18 Levels of system integration
| Level | Access & Action | Description |
|---|---|---|
| 1. Historical Analysis (Passive Insight) | Data only – no machine or data stream access | Work from static CSVs or logs, providing insights, trends, or recommendations based solely on historical data. |
| 2. Monitoring & Warning (Observational) | Real-time data stream, no control | Ingest live sensor or data feeds; support threshold alerts and anomaly detection but cannot affect machine behavior. |
| 3. Feedback Loop (Latent Influence) | Network access; non-real-time control | Read from and write to systems remotely; can propose settings or adjustments (e.g., batch recalibration) but not apply instantly. |
| 4. Real-Time Autonomous Control (Fully Integrated) | Full local access and control | Compute and apply decisions in real time. Includes online feature processing, low-latency inference, even continual learning. |
18.1 Historical Analysis
The most basic level of system integration involves working with historical data that has been collected and stored over time. It may provide insights, trends, or recommendations based solely on this data, but it lacks the ability to interact with live systems or influence real-time operations.
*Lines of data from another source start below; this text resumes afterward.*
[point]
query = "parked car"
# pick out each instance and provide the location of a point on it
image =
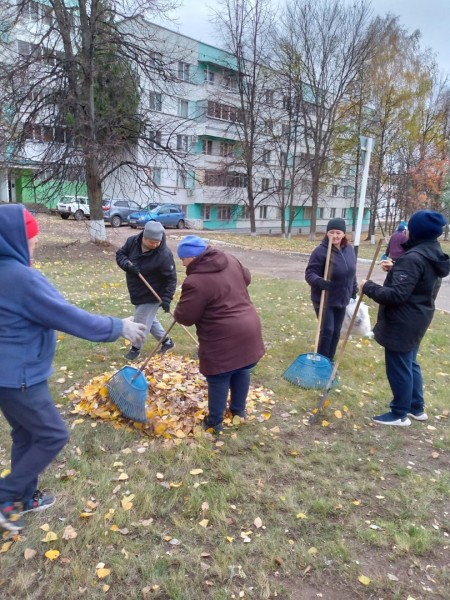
(77, 206)
(169, 215)
(116, 210)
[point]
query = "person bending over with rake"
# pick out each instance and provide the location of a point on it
(406, 309)
(147, 255)
(214, 298)
(30, 310)
(340, 283)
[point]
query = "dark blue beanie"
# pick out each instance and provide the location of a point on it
(191, 246)
(426, 225)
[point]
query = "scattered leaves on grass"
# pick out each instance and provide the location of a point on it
(176, 401)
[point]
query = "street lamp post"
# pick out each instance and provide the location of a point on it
(366, 147)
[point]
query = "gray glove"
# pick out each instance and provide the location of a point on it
(135, 332)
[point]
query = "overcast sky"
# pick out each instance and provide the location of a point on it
(432, 17)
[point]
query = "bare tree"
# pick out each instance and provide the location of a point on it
(324, 44)
(245, 27)
(81, 85)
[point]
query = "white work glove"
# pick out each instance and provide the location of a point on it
(135, 332)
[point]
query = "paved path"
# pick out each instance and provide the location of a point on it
(291, 265)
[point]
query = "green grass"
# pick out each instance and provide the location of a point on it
(336, 502)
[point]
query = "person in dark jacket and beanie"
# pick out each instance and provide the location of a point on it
(340, 285)
(395, 245)
(215, 299)
(147, 254)
(30, 310)
(406, 310)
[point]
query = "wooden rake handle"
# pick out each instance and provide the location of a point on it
(322, 297)
(170, 313)
(154, 351)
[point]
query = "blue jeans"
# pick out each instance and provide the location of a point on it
(38, 434)
(332, 319)
(237, 382)
(405, 378)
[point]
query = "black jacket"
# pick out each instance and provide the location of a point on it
(342, 273)
(407, 296)
(157, 266)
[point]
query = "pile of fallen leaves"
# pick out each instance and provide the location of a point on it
(176, 400)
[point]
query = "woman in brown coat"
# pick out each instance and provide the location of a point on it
(215, 299)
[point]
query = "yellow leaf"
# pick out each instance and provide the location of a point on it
(102, 573)
(196, 471)
(6, 546)
(50, 537)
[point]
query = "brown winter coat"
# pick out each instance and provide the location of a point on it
(215, 299)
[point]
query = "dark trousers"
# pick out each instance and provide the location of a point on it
(332, 320)
(405, 378)
(38, 434)
(236, 382)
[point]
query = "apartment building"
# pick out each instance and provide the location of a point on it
(199, 117)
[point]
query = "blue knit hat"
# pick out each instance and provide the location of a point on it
(191, 246)
(426, 225)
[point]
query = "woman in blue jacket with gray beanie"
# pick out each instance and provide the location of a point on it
(30, 310)
(340, 285)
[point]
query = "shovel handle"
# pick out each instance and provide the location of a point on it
(153, 291)
(154, 351)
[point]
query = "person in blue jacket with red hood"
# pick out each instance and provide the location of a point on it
(406, 309)
(30, 311)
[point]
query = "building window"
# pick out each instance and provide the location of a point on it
(269, 97)
(208, 75)
(207, 146)
(225, 112)
(183, 143)
(206, 212)
(266, 156)
(155, 101)
(155, 60)
(183, 71)
(224, 212)
(183, 108)
(155, 139)
(226, 149)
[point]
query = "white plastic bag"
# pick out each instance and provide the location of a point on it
(361, 326)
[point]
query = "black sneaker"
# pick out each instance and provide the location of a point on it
(214, 428)
(10, 516)
(38, 502)
(168, 344)
(133, 353)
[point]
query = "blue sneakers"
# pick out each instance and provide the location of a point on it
(10, 516)
(392, 419)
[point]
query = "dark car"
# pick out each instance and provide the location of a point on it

E.g. analyzing historical production data to identify trends in equipment failures and recommending maintenance schedules.
18.2 Monitoring & Warning
The second level of system integration focuses on monitoring live data streams. Data science products at this level can analyze real-time data to identify potential issues or deviations from expected behavior, supporting operators in maintaining system performance and reliability.
E.g. detecting anomalies in the machine’s behaviour as it runs and alerting operators to investigate potential system failures.
18.3 Feedback Loop
The third level of system integration introduces a feedback loop, allowing for more dynamic interactions with the system. It is not possible to achieve real-time control or immediate adjustments, but it is possible to adjust machine settings or parameters based on insights gained from the data.
E.g. adjust machine parameters such as pressure, temperature, flow-rate for the next production batch based on an analysis of failures in post-inspection of previous batches.
18.4 Real-Time Autonomous Control
The fourth level of system integration enables real-time autonomous control of machines and processes. At this level, data science products can make decisions and take actions in real time, allowing for immediate adjustments and optimizations.
E.g. automatically adjusting machine settings in real time based on live data inputs to optimize production efficiency.